How was the data generated?

The Institut Pasteur du Cambodge, National Referral Laboratory for COVID-19, performed the RNA extraction from a nasopharyngeal swab from the index case. On February 1st, the NIH-CNM team made sequencing libraries from the extracted RNA, sequenced the samples on an iSeq100, demultiplexed the FASTQ files, and the results of the sequencing run were compiled into Illumina’s Basespace. The data was then uploaded to CZ ID and processed using the latest CZ ID database - updated from NCBI on 2019-09-17. While the reference database did not contain the reference sequences for SARS-CoV-2, which were deposited to NCBI in January 2020, conclusions could still be drawn from the data. CZ ID’s NCBI reference database was updated on 2019-02-10 with the most recent version of NCBI that included the recently added SARS-CoV-2 sequences. The analysis was rerun using the new NCBI reference database to confirm the match to SARS-CoV-2 in the PCR-positive index case. Further experiments were done using an enrichment protocol to isolate a full genome sequence for SARS-CoV-2 from the Index Patient. The sequence generated during the current study was submitted to the GISAID repository (GISAID EPI ISL 411902), and is available for comparison with other SARS-CoV-2 sequences, globally, on Nextstrain.

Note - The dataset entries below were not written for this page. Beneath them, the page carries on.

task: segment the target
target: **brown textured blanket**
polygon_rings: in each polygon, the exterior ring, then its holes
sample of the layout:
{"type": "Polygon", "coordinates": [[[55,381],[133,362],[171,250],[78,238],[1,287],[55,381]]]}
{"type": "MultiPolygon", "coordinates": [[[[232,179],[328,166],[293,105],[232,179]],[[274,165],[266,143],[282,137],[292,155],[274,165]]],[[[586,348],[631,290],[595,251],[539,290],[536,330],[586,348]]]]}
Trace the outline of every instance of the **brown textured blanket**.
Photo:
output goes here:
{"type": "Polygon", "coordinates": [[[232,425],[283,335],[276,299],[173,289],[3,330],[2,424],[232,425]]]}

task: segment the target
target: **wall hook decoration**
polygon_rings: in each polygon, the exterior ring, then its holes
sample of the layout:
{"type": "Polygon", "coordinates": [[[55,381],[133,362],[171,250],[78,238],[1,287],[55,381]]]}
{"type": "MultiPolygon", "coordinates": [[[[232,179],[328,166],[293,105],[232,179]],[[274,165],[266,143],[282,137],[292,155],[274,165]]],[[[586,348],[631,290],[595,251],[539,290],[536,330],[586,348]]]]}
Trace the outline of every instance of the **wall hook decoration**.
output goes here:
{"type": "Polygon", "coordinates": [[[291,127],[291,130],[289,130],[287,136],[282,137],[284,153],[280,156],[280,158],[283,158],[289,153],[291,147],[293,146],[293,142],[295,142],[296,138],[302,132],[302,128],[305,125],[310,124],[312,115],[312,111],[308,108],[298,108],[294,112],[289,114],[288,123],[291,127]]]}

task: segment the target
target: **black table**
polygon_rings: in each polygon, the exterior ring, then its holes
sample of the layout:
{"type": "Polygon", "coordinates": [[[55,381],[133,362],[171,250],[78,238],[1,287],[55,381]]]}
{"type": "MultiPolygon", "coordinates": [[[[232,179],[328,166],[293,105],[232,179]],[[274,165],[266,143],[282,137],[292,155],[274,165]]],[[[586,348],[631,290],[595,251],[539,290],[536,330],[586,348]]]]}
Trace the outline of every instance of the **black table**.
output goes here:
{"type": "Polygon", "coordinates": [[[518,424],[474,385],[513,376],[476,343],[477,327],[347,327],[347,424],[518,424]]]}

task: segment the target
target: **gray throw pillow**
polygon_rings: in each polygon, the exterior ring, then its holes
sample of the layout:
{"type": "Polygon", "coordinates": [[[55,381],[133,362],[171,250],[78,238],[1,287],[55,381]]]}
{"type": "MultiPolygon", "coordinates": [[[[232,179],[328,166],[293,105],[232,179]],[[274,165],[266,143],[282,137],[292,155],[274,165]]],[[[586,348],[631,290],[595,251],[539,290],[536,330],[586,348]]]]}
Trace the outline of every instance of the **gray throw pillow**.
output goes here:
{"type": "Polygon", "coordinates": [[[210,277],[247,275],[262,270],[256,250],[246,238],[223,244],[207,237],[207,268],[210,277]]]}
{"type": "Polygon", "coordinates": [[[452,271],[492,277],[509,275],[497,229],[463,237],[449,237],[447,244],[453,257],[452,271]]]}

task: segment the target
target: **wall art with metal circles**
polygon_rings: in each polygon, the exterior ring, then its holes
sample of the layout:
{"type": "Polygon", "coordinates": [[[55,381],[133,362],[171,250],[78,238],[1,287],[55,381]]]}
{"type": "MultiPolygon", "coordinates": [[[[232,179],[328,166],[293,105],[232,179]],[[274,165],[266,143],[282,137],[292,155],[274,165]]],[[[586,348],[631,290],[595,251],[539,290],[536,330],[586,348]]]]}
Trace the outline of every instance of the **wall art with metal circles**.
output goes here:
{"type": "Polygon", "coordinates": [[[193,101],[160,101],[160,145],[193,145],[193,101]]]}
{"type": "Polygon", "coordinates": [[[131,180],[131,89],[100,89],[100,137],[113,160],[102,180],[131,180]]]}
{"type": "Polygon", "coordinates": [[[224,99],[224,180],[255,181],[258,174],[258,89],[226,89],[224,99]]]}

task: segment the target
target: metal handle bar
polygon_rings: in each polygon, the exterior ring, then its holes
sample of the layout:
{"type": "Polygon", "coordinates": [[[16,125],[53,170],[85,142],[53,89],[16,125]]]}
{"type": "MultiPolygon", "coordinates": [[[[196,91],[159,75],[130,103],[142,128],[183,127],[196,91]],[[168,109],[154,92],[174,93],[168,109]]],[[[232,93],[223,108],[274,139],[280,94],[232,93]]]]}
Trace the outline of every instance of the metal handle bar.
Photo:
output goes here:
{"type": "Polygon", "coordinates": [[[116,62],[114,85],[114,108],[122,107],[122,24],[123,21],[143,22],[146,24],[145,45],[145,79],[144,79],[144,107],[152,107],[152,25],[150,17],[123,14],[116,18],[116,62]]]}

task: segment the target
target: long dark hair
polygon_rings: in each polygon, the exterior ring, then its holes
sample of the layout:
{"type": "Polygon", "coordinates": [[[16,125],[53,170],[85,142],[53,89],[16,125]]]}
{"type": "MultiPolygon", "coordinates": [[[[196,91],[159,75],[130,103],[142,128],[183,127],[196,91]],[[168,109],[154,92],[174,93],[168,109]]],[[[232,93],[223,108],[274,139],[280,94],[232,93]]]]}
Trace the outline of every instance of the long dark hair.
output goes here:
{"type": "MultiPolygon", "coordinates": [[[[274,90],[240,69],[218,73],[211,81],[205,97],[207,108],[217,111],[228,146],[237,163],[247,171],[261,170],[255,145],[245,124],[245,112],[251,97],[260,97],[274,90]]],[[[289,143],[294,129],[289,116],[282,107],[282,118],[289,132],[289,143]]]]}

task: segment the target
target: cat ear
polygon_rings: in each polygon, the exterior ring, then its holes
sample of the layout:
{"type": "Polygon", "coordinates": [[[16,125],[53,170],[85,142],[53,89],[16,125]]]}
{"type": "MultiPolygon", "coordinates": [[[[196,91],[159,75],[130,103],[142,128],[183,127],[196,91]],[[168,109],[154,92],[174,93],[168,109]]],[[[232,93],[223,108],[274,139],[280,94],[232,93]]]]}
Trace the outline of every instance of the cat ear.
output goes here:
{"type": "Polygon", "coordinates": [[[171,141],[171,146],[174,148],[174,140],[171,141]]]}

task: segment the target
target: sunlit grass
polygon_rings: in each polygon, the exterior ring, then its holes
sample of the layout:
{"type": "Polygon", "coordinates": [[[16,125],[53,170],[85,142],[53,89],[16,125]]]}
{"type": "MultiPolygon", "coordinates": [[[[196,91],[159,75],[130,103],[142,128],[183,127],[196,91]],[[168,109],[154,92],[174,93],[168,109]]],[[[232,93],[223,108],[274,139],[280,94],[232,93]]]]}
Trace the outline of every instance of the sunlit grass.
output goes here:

What conclusions were drawn from the data?

  1. SARS-CoV-2 was identified in the Index Case sample (Patient 1), confirming the PCR-positive results. Looking at the sample and pipeline run with the most recent reference database you can see that CZ ID picked up 582 reads that aligned to the Wuhan seafood market pneumonia virus (taxID 2697049) with an average percent identity of 100% in NT. CZ ID was able to generate 26 contigs from those reads with 33.2% coverage of NCBI accession sequence MN985325.1.
  2. Re-sequencing of the initial Index Case in an attempt to obtain full genome coverage resulted in a greater number of reads aligning to SARS-CoV-2 (819 reads, 22 contigs), with limited impact on total coverage.
  3. By using a target enrichment strategy, a full-length contig could be assembled from the sample with an average depth of 14.9x. The SARS-CoV-2 genome sequence was uploaded to the GISAID repository (GISAID EPI ISL 411902).
  4. As expected, the COVID-19 genome from the Cambodian Index Case was highly similar to the other published COVID-19 genomes, showing only 1 SNP at position 25,654 in ORF3.